PhD student wins 2019 Intelligent Water Systems Challenge
Kate Newhart, a PhD student in environmental engineering at Colorado School of Mines, won first place in the 2019 Intelligent Water Systems Challenge.
Newhart’s winning presentation, “A Utility Perspective: Practical Considerations of Operating and Advancing Ammonia-Based Aeration Control,” focused on a collaborative wastewater research project that included Mines, the Boulder (Colorado) Water Resource Recovery Facility, Baylor University and consultants Carollo Engineers.
The goal of the project was to develop and integrate a data-driven predictive tool to forecast ammonia concentration halfway through an activated sludge bioreactor in a water reclamation facility in Boulder that processes 25 million gallons of wastewater per day.
With the tool, the team was able to very accurately forecast the concentration 50 minutes ahead of the measuring point in the bioreactor, increasing process stability by at least 12 percent, reducing energy consumption, and reducing wear on critical equipment in the facility.
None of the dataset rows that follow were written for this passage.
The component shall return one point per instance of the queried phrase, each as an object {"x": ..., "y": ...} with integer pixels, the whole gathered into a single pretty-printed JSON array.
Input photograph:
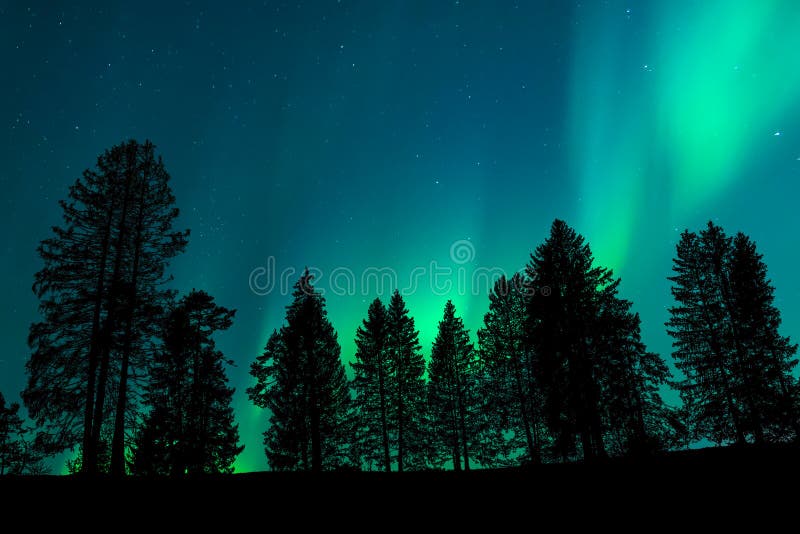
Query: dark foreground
[{"x": 672, "y": 483}]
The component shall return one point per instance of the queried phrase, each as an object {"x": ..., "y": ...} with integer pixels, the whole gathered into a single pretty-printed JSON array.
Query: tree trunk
[
  {"x": 387, "y": 462},
  {"x": 118, "y": 442}
]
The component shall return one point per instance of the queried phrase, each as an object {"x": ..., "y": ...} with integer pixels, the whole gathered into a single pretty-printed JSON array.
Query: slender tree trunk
[
  {"x": 387, "y": 462},
  {"x": 462, "y": 422},
  {"x": 89, "y": 460},
  {"x": 105, "y": 362}
]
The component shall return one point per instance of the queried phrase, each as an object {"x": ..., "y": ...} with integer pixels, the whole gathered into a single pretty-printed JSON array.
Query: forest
[{"x": 124, "y": 371}]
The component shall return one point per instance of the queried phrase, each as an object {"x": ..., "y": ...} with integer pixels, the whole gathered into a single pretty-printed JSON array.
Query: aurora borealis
[{"x": 361, "y": 135}]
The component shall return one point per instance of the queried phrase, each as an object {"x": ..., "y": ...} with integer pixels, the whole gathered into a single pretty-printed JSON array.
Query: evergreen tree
[
  {"x": 738, "y": 382},
  {"x": 565, "y": 288},
  {"x": 190, "y": 427},
  {"x": 301, "y": 380},
  {"x": 509, "y": 364},
  {"x": 101, "y": 294},
  {"x": 371, "y": 383},
  {"x": 407, "y": 368},
  {"x": 453, "y": 392},
  {"x": 634, "y": 415}
]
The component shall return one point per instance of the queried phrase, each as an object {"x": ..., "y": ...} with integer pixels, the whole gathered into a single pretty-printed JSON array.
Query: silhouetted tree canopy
[
  {"x": 101, "y": 297},
  {"x": 301, "y": 380},
  {"x": 190, "y": 427}
]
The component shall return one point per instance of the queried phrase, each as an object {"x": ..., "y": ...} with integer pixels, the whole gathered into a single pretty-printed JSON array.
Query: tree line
[{"x": 126, "y": 371}]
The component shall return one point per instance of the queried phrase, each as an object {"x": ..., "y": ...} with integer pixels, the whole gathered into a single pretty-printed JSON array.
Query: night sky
[{"x": 417, "y": 136}]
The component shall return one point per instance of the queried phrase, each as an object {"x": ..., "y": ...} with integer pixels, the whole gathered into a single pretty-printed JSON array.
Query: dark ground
[{"x": 667, "y": 490}]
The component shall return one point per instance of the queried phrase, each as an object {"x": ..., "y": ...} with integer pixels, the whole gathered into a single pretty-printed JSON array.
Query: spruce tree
[
  {"x": 737, "y": 384},
  {"x": 454, "y": 404},
  {"x": 11, "y": 433},
  {"x": 301, "y": 380},
  {"x": 407, "y": 368},
  {"x": 509, "y": 365},
  {"x": 190, "y": 427},
  {"x": 371, "y": 384},
  {"x": 101, "y": 292}
]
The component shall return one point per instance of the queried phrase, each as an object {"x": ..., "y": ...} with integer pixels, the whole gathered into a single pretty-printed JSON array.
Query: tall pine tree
[
  {"x": 190, "y": 427},
  {"x": 372, "y": 383},
  {"x": 454, "y": 403},
  {"x": 509, "y": 365},
  {"x": 301, "y": 380},
  {"x": 101, "y": 292},
  {"x": 737, "y": 384}
]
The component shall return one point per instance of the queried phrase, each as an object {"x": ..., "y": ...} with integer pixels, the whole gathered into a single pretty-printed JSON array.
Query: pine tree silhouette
[
  {"x": 738, "y": 384},
  {"x": 100, "y": 296},
  {"x": 301, "y": 380},
  {"x": 596, "y": 378},
  {"x": 371, "y": 383},
  {"x": 190, "y": 427}
]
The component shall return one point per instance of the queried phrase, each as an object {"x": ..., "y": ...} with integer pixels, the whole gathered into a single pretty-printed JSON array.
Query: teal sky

Managers and operators at the Boulder Water Resource Recovery Facility have already agreed to integrate the tool into the control system of the facility.
The competition, hosted by the Leaders Innovation Forum for Technology (LIFT), a joint effort of the Water Environment Federation and the Water Research Foundation, took place during the WEFTEC Conference in Chicago on September 23.
Newhart is advised by Tzahi Cath, professor of civil and environmental engineering.